Die Frage lautete: Würde Peter die notwendige Lektion aus seinen Fehlern lernen oder mussten Schritte gegen ihn eingeleitet werden?
»Ich habe ihn ausdrücklich angewiesen, sich von den Kompi-Fabriken fern zu halten. Meine Warnung war unmissverständlich! Der vom König angeordnete Produktionsstopp hat uns weiter zurückgeworfen, als er ahnt.« Basil nippte an seinem Kardamomkaffee, der diesmal bitterer als sonst zu schmecken schien.

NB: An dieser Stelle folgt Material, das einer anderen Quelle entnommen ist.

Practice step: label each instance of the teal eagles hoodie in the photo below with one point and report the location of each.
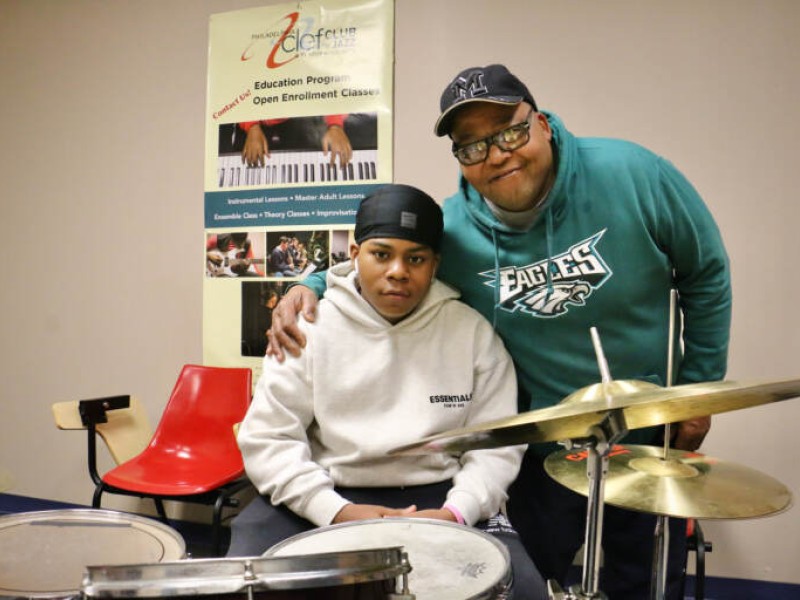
(620, 228)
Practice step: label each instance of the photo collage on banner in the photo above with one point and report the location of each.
(298, 131)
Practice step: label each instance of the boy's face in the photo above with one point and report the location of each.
(394, 274)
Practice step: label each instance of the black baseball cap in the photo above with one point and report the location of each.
(400, 211)
(493, 83)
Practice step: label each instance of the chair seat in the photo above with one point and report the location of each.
(165, 476)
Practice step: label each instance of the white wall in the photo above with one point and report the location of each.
(101, 120)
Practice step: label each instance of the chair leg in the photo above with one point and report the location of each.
(160, 508)
(216, 525)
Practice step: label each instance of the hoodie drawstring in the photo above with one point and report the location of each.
(496, 279)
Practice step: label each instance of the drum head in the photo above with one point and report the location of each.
(222, 576)
(45, 553)
(447, 560)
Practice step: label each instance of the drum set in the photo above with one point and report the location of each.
(89, 553)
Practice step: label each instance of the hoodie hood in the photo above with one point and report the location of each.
(343, 293)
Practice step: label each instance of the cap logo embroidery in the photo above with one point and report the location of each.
(408, 220)
(470, 86)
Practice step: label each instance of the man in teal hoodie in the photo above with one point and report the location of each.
(547, 236)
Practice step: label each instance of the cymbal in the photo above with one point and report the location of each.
(685, 484)
(642, 404)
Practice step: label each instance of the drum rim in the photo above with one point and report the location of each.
(235, 574)
(501, 585)
(95, 515)
(393, 520)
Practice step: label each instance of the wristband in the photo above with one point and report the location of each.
(456, 513)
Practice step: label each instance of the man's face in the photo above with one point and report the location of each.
(394, 274)
(514, 180)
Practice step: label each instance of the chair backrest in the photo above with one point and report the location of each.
(204, 405)
(126, 431)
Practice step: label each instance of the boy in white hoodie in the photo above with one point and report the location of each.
(391, 358)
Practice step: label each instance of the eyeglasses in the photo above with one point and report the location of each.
(508, 139)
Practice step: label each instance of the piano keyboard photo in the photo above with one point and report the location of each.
(296, 167)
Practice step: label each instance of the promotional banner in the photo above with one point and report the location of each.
(298, 131)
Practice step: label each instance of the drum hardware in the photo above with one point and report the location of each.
(6, 481)
(598, 446)
(585, 416)
(658, 570)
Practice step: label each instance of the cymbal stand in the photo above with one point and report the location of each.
(658, 581)
(598, 443)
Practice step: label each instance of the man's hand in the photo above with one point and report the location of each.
(690, 434)
(360, 512)
(256, 148)
(284, 334)
(337, 143)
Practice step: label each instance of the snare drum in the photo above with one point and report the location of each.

»Inzwischen laufen die Fließbänder wieder, Vorsitzender.« Pellidor stand in der Tür, wirkte nervös und betroffen. »Die Arbeiter machen Überstunden, um den Produktionsausfall wettzumachen.«
»Es ist gar nicht möglich, ihn auszugleichen«, sagte Basil. »Wir haben nicht nur Bewegungsmoment verloren, sondern auch Vertrauen. Peter hat die Saat des Zweifels ausgebracht. Nach der Niederlage bei Osquivel und dem Verlust der Erkundungsschiffe bei Golgen brauchen wir dringend neue Hoffnung. Und was stellt Peter an? Er verbreitet die Furcht, dass sich die neuen Soldaten-Kompis gegen uns wenden könnten.«
»Eine völlig absurde Vorstellung«, erwiderte Pellidor voller Mitgefühl.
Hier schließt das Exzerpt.